If you’re both married and a business owner, it is important to think about what may happen if you get divorced. Taking proactive steps today could allow you to retain complete control of your Pennsylvania company after the marriage ends. Let’s take a look at what you can do right now to ensure that your organization remains intact regardless of what happens in your personal life.
Buy an insurance policy to buyout your spouse
An insurance policy may be used to buy out your spouse if he or she receives a portion of the business in a divorce settlement. If you don’t have an insurance policy, it may be possible to negotiate a payment plan that allows you to comply with the terms of a settlement without having to sell the company or its assets.

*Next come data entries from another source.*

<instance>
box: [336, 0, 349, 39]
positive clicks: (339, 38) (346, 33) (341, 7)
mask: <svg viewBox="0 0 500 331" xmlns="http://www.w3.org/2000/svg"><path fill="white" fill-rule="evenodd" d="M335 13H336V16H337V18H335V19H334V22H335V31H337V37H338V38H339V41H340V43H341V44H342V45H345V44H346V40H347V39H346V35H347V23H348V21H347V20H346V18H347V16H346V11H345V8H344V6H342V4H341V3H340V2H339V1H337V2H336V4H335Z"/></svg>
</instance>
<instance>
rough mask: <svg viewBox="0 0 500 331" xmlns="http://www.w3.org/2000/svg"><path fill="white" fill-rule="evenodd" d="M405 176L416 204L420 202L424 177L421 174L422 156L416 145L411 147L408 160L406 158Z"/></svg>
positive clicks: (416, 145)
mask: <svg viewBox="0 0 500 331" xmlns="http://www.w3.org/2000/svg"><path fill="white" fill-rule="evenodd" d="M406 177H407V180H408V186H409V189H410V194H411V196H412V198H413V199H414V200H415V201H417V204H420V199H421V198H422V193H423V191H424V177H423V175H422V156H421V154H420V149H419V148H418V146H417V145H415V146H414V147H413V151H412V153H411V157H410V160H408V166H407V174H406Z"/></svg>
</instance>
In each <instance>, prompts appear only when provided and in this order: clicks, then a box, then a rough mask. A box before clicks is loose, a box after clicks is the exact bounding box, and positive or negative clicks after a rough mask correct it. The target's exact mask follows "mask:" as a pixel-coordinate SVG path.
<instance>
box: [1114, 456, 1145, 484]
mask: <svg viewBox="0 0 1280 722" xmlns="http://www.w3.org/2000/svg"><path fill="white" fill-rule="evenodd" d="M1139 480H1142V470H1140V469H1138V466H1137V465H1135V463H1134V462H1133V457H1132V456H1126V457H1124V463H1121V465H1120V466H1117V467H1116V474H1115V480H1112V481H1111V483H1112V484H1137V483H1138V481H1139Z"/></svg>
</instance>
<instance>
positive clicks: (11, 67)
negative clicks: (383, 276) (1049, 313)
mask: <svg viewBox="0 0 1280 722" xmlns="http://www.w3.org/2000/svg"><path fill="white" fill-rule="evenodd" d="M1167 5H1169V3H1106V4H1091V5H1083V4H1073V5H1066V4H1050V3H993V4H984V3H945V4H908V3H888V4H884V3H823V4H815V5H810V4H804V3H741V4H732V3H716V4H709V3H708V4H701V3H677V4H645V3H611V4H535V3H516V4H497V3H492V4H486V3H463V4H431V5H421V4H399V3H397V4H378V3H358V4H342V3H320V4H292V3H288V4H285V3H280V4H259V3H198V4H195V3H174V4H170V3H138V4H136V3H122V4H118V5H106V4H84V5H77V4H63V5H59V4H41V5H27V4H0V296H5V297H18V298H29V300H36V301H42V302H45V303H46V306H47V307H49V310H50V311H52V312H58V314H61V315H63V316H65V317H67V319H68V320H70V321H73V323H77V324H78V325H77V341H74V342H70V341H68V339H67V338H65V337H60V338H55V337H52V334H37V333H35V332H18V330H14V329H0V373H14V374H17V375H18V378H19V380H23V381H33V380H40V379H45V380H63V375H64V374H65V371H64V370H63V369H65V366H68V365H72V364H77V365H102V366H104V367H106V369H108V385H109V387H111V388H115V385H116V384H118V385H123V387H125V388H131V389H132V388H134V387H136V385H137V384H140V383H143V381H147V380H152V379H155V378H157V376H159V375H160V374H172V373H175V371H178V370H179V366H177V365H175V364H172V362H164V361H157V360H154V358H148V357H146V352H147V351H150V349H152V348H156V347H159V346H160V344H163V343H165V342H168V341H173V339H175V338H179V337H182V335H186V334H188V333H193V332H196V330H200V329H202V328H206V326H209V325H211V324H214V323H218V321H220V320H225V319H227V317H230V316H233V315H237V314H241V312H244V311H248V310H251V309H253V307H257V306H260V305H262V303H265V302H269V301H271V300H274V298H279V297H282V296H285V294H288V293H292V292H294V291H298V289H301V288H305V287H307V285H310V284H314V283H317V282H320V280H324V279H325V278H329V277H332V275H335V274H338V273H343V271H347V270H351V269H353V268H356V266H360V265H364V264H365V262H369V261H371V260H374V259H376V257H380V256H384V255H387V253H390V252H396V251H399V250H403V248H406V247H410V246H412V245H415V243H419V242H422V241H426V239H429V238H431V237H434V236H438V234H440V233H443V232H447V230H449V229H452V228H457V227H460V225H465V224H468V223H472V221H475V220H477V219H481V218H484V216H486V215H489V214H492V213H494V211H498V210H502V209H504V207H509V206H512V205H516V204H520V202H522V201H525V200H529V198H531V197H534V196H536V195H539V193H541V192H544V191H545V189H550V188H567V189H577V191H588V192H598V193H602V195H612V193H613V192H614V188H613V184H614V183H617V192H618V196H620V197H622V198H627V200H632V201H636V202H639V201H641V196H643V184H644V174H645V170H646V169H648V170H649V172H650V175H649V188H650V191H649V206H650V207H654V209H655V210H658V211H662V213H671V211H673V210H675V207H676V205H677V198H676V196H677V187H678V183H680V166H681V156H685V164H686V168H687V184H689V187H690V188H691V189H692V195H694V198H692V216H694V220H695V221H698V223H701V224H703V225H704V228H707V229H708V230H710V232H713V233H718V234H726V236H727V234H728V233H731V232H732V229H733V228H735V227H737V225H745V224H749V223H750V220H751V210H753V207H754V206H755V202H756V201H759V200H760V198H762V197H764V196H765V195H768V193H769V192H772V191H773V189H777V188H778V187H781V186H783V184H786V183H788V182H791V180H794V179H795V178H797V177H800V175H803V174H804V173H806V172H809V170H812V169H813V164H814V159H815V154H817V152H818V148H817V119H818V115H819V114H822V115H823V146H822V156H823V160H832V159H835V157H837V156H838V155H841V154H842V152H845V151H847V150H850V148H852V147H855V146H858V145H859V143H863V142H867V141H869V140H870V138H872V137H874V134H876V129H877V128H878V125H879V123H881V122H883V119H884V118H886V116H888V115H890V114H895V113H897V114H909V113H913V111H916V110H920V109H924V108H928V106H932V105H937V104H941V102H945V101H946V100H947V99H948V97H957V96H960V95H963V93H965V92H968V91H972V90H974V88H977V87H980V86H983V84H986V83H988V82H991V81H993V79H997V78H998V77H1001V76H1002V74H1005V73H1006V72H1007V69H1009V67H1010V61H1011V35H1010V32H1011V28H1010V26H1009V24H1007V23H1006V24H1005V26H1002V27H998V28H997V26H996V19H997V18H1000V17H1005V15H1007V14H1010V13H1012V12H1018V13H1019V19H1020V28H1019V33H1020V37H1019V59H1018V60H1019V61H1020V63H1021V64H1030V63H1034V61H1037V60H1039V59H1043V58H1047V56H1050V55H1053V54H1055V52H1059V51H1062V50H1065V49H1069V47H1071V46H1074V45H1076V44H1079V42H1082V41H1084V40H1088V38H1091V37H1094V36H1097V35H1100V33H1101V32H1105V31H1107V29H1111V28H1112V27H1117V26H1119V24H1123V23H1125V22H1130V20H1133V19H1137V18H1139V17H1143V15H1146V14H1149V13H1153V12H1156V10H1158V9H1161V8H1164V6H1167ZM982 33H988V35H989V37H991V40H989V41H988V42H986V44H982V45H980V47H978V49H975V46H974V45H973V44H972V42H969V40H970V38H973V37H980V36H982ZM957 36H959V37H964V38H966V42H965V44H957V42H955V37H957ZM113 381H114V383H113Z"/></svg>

Use separate funds to run the business
It may be easier to claim that the company is separate property if you only use separate funds to operate it. This means that you shouldn’t take out a home equity loan on a home that might be considered a joint asset or use money currently sitting in a joint account to buy equipment or pay workers. Creating a prenuptial agreement or putting the company in a trust may further strengthen your argument that the company shouldn’t be divided in a divorce.
In a divorce, any item that is considered a joint asset will likely be subject to equitable distribution laws. However, an attorney might be able to negotiate a settlement that allows you to retain ownership of your company even if your spouse has a valid claim to it. In some cases, this will require you to give up an ownership interest in a family home or a joint retirement account in return.